Here, unravelling China’s norm-setting trend has helped to identify Indian dependencies on Chinese hardware imports. It prompts a reassessment of the ways in which the competitiveness of Indian hardware manufacturers can be augmented. A similar strategy can be deployed towards identifying vulnerabilities in sectors such as e-commerce and 5G technology in India, where Chinese companies like Ali Baba or Huawei wield considerable influence.
From Asia to Africa, China has laid the groundwork for its DSR initiative. For instance, in the infrastructure sector, it has expanded Beidou — a global satellite navigation system — into Laos, Brunei, and Thailand. The strategic value of this system lies in its ability to act as a potential alternative to the U.S.’s Global Positioning System (GPS). In Africa, Huawei has been facilitating the development of smart cities. Often funded by state loans, these companies use AI and cloud computing to improve the provision of services in urban areas.

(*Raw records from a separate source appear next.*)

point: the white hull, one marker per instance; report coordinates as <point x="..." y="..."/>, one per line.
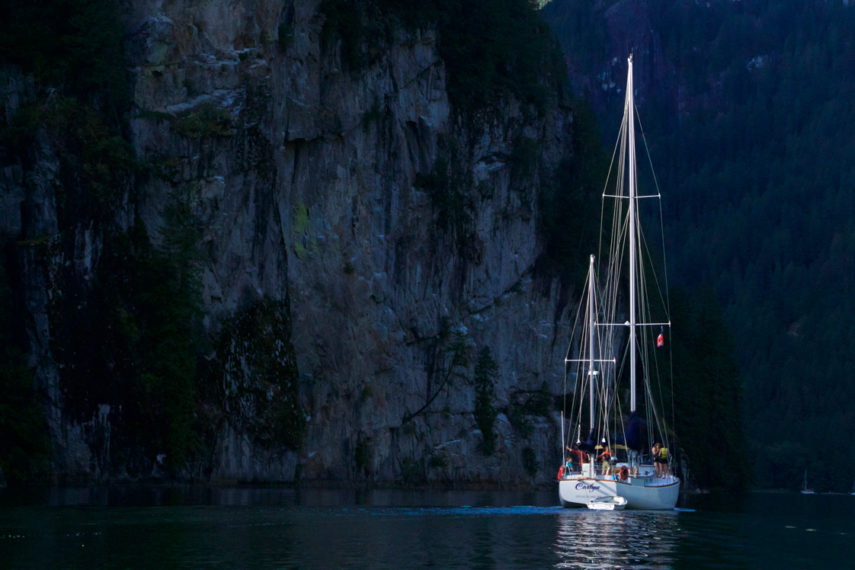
<point x="656" y="493"/>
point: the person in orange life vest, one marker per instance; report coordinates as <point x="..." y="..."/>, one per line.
<point x="660" y="460"/>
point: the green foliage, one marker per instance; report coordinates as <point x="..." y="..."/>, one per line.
<point x="448" y="186"/>
<point x="258" y="376"/>
<point x="569" y="206"/>
<point x="757" y="146"/>
<point x="75" y="46"/>
<point x="708" y="394"/>
<point x="451" y="362"/>
<point x="412" y="472"/>
<point x="362" y="454"/>
<point x="491" y="49"/>
<point x="96" y="163"/>
<point x="24" y="443"/>
<point x="529" y="461"/>
<point x="525" y="404"/>
<point x="208" y="121"/>
<point x="486" y="372"/>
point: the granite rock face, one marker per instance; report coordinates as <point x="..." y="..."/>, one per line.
<point x="400" y="238"/>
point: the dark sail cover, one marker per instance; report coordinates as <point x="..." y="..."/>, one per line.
<point x="634" y="432"/>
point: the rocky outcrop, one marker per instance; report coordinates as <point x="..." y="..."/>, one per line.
<point x="389" y="240"/>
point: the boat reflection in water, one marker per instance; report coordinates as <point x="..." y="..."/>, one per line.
<point x="592" y="539"/>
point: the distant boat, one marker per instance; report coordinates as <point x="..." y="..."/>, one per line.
<point x="805" y="490"/>
<point x="619" y="443"/>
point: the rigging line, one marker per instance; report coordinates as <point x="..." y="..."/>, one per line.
<point x="667" y="299"/>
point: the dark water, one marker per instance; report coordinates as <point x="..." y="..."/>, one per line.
<point x="278" y="528"/>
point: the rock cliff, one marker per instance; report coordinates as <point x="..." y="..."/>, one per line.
<point x="356" y="241"/>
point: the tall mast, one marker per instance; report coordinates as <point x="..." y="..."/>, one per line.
<point x="629" y="109"/>
<point x="591" y="331"/>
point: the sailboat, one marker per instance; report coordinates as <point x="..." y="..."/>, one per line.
<point x="605" y="452"/>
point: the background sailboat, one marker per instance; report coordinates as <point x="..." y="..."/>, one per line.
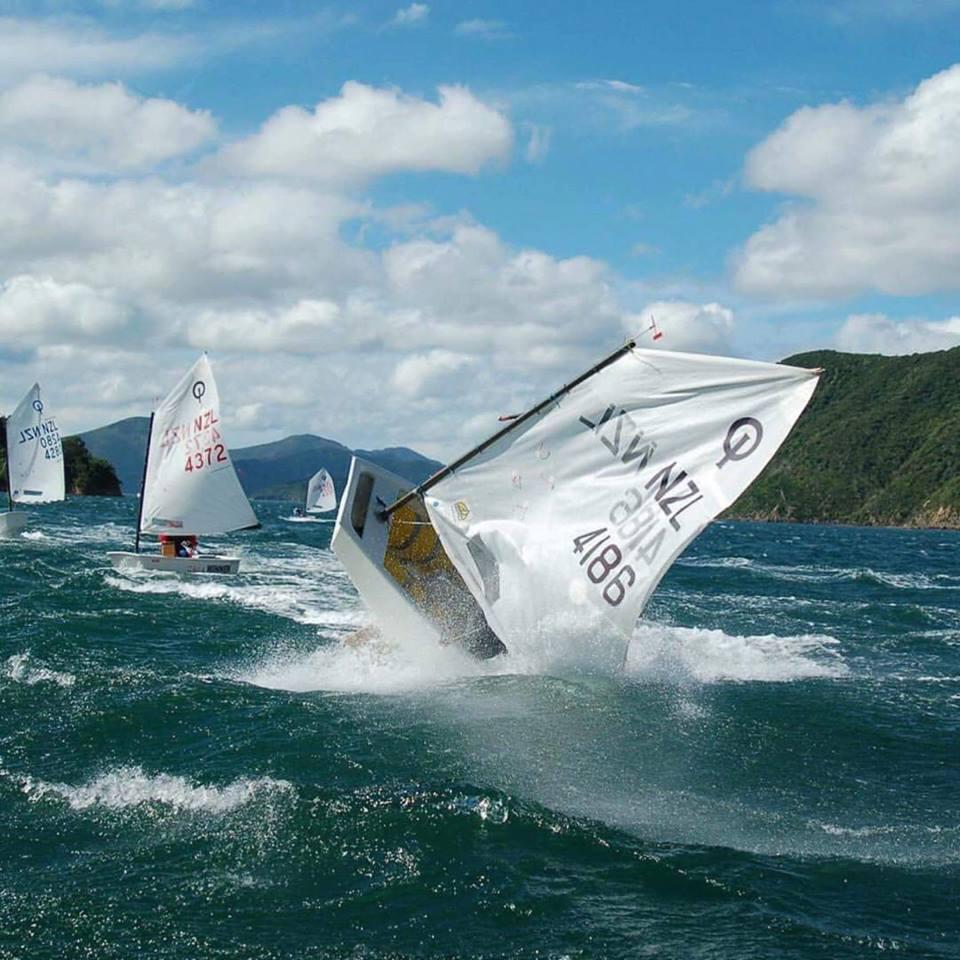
<point x="321" y="498"/>
<point x="34" y="456"/>
<point x="190" y="487"/>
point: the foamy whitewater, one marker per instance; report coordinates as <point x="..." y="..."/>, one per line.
<point x="213" y="766"/>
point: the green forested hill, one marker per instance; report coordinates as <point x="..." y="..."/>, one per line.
<point x="879" y="444"/>
<point x="84" y="475"/>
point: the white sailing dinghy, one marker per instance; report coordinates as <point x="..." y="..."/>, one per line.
<point x="190" y="487"/>
<point x="34" y="457"/>
<point x="573" y="511"/>
<point x="321" y="498"/>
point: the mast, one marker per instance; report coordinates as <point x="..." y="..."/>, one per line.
<point x="6" y="458"/>
<point x="143" y="481"/>
<point x="444" y="472"/>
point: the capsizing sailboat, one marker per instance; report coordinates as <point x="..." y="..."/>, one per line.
<point x="574" y="510"/>
<point x="321" y="498"/>
<point x="190" y="487"/>
<point x="34" y="457"/>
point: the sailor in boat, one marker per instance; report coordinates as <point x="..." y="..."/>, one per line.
<point x="186" y="547"/>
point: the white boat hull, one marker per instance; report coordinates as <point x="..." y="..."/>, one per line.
<point x="154" y="562"/>
<point x="404" y="578"/>
<point x="12" y="523"/>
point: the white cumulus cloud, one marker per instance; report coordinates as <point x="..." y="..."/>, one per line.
<point x="368" y="131"/>
<point x="695" y="327"/>
<point x="880" y="198"/>
<point x="408" y="16"/>
<point x="434" y="369"/>
<point x="79" y="48"/>
<point x="878" y="333"/>
<point x="40" y="310"/>
<point x="97" y="127"/>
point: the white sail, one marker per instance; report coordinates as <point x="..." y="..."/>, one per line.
<point x="584" y="508"/>
<point x="35" y="453"/>
<point x="321" y="495"/>
<point x="191" y="486"/>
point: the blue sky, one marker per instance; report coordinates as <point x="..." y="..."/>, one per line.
<point x="388" y="222"/>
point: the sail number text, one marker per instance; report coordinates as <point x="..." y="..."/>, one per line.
<point x="47" y="435"/>
<point x="600" y="558"/>
<point x="205" y="458"/>
<point x="636" y="532"/>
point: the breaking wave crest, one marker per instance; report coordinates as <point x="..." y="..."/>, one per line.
<point x="376" y="666"/>
<point x="712" y="656"/>
<point x="126" y="787"/>
<point x="19" y="670"/>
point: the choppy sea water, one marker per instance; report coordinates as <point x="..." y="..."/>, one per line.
<point x="202" y="768"/>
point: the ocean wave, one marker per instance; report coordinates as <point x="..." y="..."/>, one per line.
<point x="308" y="588"/>
<point x="808" y="573"/>
<point x="711" y="656"/>
<point x="377" y="665"/>
<point x="19" y="670"/>
<point x="126" y="787"/>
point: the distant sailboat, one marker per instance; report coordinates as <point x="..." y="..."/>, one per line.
<point x="321" y="498"/>
<point x="34" y="457"/>
<point x="573" y="510"/>
<point x="190" y="487"/>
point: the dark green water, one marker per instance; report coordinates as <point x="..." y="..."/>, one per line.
<point x="199" y="768"/>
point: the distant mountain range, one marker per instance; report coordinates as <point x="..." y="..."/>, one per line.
<point x="277" y="470"/>
<point x="879" y="444"/>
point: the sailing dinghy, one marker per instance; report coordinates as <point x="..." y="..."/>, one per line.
<point x="190" y="487"/>
<point x="34" y="456"/>
<point x="321" y="498"/>
<point x="573" y="511"/>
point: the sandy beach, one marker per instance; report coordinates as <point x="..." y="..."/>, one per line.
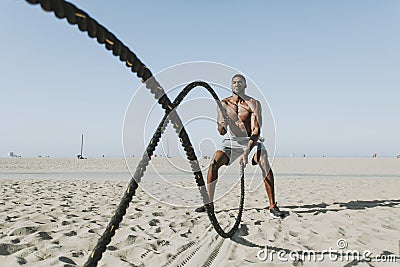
<point x="54" y="210"/>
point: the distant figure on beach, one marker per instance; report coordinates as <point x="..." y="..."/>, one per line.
<point x="244" y="122"/>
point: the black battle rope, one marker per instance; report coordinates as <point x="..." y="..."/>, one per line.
<point x="63" y="9"/>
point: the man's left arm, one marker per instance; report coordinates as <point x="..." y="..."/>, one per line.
<point x="256" y="121"/>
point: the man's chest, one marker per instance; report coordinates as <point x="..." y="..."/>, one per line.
<point x="241" y="111"/>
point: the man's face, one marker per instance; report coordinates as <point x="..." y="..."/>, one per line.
<point x="238" y="85"/>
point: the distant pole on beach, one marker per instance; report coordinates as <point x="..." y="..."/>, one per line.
<point x="82" y="146"/>
<point x="80" y="156"/>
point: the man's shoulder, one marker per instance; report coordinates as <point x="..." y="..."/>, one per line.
<point x="227" y="100"/>
<point x="252" y="101"/>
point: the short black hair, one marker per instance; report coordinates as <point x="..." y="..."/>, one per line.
<point x="240" y="76"/>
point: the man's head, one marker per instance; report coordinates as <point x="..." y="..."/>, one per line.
<point x="238" y="84"/>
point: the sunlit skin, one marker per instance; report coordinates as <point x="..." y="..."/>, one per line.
<point x="244" y="120"/>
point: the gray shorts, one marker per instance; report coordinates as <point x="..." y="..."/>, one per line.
<point x="235" y="146"/>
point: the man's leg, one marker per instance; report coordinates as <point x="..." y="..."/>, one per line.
<point x="219" y="159"/>
<point x="267" y="174"/>
<point x="261" y="157"/>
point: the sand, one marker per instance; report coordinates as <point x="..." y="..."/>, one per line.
<point x="54" y="210"/>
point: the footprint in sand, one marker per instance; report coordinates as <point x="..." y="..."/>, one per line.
<point x="24" y="230"/>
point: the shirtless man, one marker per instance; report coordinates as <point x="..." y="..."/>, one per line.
<point x="244" y="122"/>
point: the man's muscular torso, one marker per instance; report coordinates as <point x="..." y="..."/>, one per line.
<point x="244" y="115"/>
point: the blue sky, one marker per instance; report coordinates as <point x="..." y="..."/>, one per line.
<point x="329" y="70"/>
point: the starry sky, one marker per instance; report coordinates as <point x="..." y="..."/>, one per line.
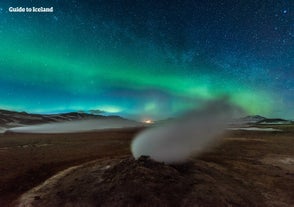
<point x="147" y="59"/>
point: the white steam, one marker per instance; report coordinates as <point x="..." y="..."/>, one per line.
<point x="178" y="140"/>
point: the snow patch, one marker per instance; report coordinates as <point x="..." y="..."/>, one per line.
<point x="76" y="126"/>
<point x="255" y="129"/>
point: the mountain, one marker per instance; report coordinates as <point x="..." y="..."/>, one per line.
<point x="257" y="119"/>
<point x="22" y="122"/>
<point x="249" y="120"/>
<point x="13" y="118"/>
<point x="275" y="121"/>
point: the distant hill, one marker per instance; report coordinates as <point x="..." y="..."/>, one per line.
<point x="257" y="119"/>
<point x="275" y="121"/>
<point x="251" y="119"/>
<point x="14" y="119"/>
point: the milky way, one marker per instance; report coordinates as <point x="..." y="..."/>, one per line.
<point x="147" y="59"/>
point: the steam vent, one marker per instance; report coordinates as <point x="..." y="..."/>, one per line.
<point x="143" y="182"/>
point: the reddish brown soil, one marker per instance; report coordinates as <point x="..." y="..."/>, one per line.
<point x="246" y="168"/>
<point x="28" y="159"/>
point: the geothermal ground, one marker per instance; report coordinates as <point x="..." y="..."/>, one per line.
<point x="246" y="168"/>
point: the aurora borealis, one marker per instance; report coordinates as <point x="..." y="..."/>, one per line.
<point x="147" y="59"/>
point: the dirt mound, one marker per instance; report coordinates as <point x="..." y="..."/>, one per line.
<point x="144" y="182"/>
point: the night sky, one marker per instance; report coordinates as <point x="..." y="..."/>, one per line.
<point x="147" y="59"/>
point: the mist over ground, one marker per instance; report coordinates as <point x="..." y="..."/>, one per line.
<point x="177" y="140"/>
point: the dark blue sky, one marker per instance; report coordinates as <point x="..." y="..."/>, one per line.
<point x="148" y="59"/>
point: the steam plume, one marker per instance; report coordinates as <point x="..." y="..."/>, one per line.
<point x="177" y="140"/>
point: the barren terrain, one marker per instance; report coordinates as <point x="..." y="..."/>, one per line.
<point x="246" y="168"/>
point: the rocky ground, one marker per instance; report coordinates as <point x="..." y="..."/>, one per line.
<point x="246" y="168"/>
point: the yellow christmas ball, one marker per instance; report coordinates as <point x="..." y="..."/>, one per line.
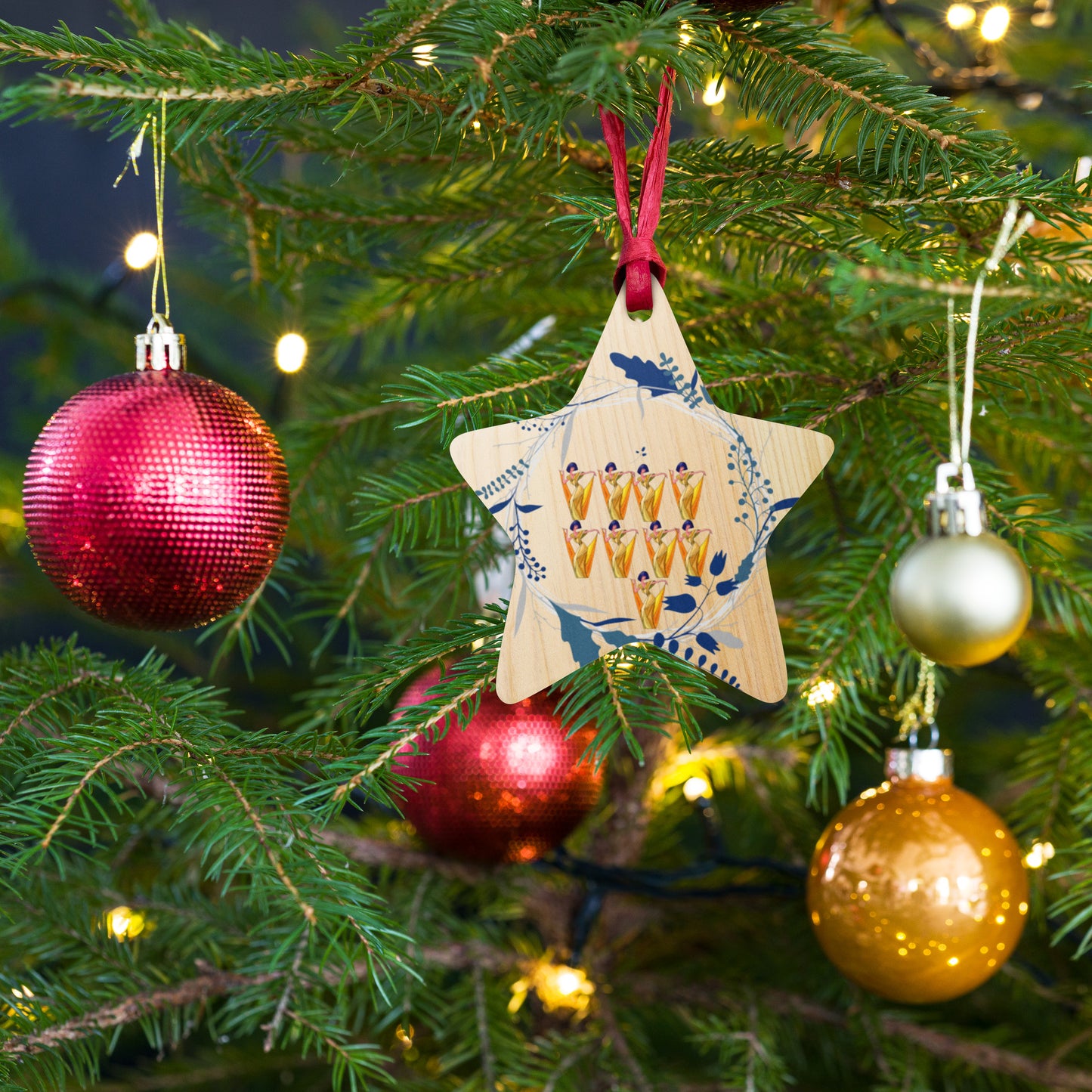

Clearly, China’s digital footprint is discernible everywhere. For India, however, what is particularly concerning is the creeping expansion of Chinese technologies in South Asia. For example, under the China-Pakistan Economic Corridor, both sides have pledged to improve bilateral communication through a fibre optic network. Nepal has also operationalised a joint optic fibre link, which provides access routes to internet services via China. China’s digital presence is also visible by way of satellite navigations systems in Sri Lanka or IT infrastructures in the Maldives.
In light of this, India needs to offset China’s norm-setting ambitions in its neighbourhood, by leveraging its own advantages in the sectors of IT and space. It needs to share its technological capabilities with its neighbours on a larger scale. The launch of a regional satellite for SAARC countries in 2017 was a step in the right direction.
To establish its footprint and remain relevant in the digital ecosystem, it is important for India to convince its neighbours that all digital roads do not lead to China.